Many investors are particularly concerned about Bank of America’s prospects of withstanding a recession, especially given its exposure to the housing market in the U.S. Are those fears justified?

We believe that Bank of America’s mortgage liabilities are manageable within their current earnings power and capital.

Max Rudolph, actuary, CFA and founder of Rudolph Financial Consulting in Omaha, Nebraska.

View on U.S. banks: “I worry about the unintended consequences of the interaction of all kinds of risks.”

What is driving fears about the safety of U.S. banks?

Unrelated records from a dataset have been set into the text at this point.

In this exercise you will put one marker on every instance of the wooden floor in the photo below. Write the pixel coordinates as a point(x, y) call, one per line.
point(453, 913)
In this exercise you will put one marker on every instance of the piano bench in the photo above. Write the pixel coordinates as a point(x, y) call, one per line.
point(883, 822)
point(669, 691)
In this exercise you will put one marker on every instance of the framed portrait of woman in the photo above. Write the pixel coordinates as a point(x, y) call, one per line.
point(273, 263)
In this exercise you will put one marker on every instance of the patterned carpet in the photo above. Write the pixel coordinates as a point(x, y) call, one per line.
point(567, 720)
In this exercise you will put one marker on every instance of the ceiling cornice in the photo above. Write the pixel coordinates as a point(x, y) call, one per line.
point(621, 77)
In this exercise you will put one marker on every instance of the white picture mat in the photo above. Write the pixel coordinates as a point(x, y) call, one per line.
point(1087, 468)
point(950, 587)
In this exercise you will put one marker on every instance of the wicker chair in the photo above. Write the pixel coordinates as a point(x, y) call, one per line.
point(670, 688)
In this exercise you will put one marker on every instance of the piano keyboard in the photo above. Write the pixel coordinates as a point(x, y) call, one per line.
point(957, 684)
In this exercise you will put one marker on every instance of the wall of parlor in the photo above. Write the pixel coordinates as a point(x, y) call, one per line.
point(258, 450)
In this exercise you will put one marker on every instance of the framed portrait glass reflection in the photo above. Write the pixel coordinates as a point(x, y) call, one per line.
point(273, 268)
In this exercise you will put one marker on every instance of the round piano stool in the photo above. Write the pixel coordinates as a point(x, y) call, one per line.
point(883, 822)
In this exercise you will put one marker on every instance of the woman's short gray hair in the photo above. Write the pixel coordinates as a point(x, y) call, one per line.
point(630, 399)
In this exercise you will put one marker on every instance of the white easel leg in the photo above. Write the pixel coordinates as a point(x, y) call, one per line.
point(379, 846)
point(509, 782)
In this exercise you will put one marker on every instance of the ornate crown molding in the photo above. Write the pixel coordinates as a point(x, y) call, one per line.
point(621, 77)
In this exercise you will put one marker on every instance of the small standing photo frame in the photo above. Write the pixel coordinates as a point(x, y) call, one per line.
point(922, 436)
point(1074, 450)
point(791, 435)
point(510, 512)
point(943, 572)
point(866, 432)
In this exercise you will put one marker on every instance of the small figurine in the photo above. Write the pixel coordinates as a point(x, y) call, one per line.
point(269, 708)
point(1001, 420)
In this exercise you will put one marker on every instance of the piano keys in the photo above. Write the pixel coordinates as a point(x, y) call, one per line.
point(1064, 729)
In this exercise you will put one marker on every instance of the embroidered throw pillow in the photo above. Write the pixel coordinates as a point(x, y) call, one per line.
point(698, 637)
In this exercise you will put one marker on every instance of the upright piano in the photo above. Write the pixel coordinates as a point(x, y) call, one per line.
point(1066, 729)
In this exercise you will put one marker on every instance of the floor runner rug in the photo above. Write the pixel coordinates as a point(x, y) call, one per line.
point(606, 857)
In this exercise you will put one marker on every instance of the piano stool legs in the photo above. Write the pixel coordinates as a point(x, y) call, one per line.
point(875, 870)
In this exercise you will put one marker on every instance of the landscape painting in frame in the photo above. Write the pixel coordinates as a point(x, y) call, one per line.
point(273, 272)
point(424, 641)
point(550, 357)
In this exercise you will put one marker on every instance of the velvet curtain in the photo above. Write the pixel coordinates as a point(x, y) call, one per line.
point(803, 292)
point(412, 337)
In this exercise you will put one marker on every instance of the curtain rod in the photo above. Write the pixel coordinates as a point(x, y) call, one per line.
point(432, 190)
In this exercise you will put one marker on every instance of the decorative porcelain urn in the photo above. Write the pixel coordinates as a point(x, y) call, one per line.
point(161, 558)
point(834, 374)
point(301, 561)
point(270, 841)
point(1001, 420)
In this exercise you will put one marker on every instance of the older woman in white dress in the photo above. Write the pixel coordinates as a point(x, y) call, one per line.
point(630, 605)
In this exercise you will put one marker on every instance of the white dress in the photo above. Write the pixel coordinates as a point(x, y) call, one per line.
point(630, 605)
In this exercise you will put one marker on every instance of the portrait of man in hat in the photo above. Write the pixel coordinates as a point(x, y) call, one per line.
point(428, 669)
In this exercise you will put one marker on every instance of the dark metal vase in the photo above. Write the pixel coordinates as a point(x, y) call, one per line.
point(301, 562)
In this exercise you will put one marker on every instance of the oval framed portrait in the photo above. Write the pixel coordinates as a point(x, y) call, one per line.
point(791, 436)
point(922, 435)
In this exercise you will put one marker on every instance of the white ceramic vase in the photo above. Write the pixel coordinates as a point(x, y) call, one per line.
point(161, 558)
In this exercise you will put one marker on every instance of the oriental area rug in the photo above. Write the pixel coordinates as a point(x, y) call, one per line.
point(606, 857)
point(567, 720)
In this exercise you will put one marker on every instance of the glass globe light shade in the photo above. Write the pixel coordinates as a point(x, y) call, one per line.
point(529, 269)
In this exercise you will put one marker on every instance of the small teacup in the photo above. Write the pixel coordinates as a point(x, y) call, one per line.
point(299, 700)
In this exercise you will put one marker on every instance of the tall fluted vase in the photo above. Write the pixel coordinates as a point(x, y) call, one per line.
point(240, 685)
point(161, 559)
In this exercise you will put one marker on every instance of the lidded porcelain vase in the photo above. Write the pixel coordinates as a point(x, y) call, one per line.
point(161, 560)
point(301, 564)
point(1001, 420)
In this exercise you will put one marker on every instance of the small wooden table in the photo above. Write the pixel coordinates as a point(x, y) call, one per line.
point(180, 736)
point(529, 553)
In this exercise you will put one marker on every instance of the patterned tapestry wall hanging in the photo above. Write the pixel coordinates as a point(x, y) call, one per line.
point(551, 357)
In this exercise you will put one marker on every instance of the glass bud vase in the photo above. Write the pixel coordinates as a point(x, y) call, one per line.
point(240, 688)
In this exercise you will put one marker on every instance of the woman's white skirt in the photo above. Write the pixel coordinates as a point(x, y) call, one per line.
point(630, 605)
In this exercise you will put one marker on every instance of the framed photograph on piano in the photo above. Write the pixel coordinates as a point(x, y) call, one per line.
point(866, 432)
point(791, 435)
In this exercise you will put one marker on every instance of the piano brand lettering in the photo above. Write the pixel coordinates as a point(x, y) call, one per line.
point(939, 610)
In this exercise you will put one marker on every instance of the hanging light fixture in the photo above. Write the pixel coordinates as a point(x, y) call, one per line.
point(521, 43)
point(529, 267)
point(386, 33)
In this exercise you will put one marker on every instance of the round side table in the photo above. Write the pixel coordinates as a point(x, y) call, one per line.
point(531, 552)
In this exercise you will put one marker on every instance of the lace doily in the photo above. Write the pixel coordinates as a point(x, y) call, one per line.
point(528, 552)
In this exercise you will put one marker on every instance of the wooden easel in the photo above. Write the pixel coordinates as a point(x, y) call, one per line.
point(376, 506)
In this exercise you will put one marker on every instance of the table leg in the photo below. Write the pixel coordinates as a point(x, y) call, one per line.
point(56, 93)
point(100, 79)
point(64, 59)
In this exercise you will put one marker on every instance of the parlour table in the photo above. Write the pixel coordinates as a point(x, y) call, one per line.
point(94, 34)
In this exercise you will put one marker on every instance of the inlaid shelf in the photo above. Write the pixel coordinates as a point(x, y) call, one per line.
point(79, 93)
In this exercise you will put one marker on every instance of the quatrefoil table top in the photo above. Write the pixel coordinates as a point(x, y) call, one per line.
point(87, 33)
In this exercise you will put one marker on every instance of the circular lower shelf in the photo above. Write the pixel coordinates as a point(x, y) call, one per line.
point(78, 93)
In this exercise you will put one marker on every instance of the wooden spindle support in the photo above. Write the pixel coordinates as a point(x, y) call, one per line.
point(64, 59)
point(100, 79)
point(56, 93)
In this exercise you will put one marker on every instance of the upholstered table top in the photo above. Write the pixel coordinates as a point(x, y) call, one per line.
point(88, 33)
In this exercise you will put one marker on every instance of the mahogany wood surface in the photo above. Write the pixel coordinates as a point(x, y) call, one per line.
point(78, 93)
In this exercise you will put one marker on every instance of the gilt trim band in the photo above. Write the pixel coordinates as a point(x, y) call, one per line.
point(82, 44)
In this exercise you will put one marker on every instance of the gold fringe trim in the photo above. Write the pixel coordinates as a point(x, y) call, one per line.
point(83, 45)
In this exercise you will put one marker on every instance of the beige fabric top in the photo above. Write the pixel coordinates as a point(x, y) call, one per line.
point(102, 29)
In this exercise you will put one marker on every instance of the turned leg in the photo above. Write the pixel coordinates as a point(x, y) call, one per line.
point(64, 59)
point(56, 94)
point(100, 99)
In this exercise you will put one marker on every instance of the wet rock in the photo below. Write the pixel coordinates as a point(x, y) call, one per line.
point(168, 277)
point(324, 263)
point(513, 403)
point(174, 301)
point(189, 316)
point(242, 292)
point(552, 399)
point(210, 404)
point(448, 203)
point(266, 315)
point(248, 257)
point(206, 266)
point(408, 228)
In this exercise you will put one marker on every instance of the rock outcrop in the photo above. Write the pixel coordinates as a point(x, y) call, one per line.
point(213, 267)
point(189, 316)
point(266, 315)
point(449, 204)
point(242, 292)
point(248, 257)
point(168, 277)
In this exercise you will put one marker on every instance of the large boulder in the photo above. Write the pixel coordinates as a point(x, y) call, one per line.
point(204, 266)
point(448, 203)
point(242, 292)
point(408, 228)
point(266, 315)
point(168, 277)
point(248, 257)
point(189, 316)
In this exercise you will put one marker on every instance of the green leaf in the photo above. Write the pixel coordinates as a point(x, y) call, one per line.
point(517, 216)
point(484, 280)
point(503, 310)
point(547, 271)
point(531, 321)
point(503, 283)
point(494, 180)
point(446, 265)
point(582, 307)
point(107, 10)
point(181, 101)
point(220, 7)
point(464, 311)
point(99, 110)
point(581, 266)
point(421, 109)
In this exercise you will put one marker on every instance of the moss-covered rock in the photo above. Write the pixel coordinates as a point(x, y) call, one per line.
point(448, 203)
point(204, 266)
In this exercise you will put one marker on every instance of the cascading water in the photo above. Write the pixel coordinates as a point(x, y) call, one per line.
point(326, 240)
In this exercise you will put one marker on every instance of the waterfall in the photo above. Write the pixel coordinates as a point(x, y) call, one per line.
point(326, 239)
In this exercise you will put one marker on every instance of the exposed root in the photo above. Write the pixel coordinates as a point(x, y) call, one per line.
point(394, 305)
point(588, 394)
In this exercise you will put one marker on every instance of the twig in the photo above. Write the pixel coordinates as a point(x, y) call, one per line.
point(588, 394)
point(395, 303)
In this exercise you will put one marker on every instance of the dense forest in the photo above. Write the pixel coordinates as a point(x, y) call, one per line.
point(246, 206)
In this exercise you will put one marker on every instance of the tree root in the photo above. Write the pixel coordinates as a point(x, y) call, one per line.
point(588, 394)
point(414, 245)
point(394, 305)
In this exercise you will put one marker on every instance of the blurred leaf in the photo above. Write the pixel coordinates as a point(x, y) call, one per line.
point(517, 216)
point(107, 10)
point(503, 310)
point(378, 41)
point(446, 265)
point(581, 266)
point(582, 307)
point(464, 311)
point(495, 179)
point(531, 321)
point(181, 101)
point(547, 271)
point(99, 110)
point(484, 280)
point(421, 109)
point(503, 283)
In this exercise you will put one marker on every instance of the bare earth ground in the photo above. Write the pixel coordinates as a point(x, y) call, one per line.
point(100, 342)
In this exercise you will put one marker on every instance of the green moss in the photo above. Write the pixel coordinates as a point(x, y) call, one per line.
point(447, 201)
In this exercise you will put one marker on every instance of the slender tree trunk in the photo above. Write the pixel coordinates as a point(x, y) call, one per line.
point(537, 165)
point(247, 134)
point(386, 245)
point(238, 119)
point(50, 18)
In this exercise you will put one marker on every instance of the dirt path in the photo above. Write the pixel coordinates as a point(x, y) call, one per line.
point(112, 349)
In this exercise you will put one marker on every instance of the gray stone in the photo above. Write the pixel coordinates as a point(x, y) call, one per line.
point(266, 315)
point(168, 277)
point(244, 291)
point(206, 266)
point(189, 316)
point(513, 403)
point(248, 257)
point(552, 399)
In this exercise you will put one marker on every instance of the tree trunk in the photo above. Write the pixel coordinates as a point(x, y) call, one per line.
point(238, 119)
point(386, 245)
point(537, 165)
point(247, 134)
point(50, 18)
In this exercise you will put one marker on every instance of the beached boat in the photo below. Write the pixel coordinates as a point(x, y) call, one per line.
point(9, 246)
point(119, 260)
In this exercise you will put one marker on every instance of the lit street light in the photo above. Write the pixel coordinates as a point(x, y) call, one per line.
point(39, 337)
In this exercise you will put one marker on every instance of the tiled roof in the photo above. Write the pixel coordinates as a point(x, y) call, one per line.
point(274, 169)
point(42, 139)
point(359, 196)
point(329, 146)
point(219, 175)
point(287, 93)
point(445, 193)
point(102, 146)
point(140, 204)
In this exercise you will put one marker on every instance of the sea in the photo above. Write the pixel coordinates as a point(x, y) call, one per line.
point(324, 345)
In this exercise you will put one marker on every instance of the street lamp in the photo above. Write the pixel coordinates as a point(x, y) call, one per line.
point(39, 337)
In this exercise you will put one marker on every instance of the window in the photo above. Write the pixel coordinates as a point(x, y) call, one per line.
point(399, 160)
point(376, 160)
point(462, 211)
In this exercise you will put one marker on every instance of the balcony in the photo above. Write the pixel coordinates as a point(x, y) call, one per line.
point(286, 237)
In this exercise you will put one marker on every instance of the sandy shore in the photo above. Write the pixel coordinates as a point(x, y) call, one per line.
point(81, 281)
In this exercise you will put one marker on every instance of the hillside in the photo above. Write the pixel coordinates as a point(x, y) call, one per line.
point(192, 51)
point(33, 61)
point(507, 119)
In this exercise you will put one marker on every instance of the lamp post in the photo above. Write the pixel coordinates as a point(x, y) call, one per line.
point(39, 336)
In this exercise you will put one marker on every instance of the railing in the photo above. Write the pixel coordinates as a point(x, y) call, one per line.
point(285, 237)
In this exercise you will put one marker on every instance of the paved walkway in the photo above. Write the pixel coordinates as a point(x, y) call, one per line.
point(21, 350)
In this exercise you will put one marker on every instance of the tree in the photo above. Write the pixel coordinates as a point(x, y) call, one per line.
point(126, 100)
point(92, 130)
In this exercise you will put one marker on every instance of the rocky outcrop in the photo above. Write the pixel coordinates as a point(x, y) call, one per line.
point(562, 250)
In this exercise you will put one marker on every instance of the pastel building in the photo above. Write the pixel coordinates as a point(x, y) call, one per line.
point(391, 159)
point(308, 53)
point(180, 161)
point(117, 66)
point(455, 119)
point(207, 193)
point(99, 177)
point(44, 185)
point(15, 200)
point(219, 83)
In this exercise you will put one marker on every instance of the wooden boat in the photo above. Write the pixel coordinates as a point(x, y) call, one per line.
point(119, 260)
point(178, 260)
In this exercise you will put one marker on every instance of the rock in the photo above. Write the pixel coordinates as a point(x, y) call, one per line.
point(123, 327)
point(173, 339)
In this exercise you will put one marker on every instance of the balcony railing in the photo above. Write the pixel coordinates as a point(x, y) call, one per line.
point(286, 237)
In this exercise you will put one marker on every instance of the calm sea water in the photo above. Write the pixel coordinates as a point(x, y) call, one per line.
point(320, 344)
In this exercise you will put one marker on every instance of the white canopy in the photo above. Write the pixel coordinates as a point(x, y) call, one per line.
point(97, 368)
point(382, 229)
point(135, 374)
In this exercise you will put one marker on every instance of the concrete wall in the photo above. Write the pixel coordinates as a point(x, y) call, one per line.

There are a few drivers. The concerns about sovereign debt in Europe are coming to a head. There continues to be a lack of transparency over which banks have the most exposure to that debt, so investors end up throwing out the baby with the bathwater. Maybe some of the banks have very limited exposure, but you just can’t tell. My gut tells me most U.S. banks have direct or indirect exposure to that debt through CDS or other assets. A bigger risk in the U.S. is whether we go back into recession. If we have even a mild recession, there will be problems for U.S. banks. Again: It’s a transparency issue. We can’t tell which banks have the most exposure. We don’t know which banks have completely marked these assets to market. They have unrealized gains which have not been exposed to the investing public. Every time something bad happens, it comes to investors as a surprise, so investors come to expect more surprises.

And I worry about the unintended consequences of the interaction of all kinds of risks, from overbuilding in China to the exposure of money market funds to sovereign debt, and how those interactions would affect banks.

Do you think that the level of concern regarding Bank of America is justified?

I think so. The market certainly implies that the concerns are serious. Due to its exposure to the housing market, it will be vulnerable even in a mild recession. It is difficult for anyone to say what the extent of those vulnerabilties are. I am an actuary and a private investor, and it is hard for me to get a handle on what a bank’s exposure to risk is. There is no way of knowing, and that is part of the issue. Dodd Frank was supposed to force banks to be much more open about their balance sheets. But because of delays in implementation and the influence of lobbyists on the law itself, that transparency has not yet been achieved. It is too easy for banks to hide losses on the housing side. The assumptions about losses and risk are very sensitive. If they estimate the default rate at 14 percent and it turns out to be 15 percent, that makes a difference.

Do you expect U.S. banks to raise additional capital?

Bank of America may not choose to tap the public markets because the yield that it would have to pay is so high. But I could see other types of financial institutions raising more capital. And I wouldn’t be surprised to see more consolidation in the banking sector either.

There has been some speculation over the past few weeks that Bank of America could be sold. Would that be feasible?

I don’t think even JPMorgan could absorb all of Bank of America. If it was sold, it probably would be broken into pieces.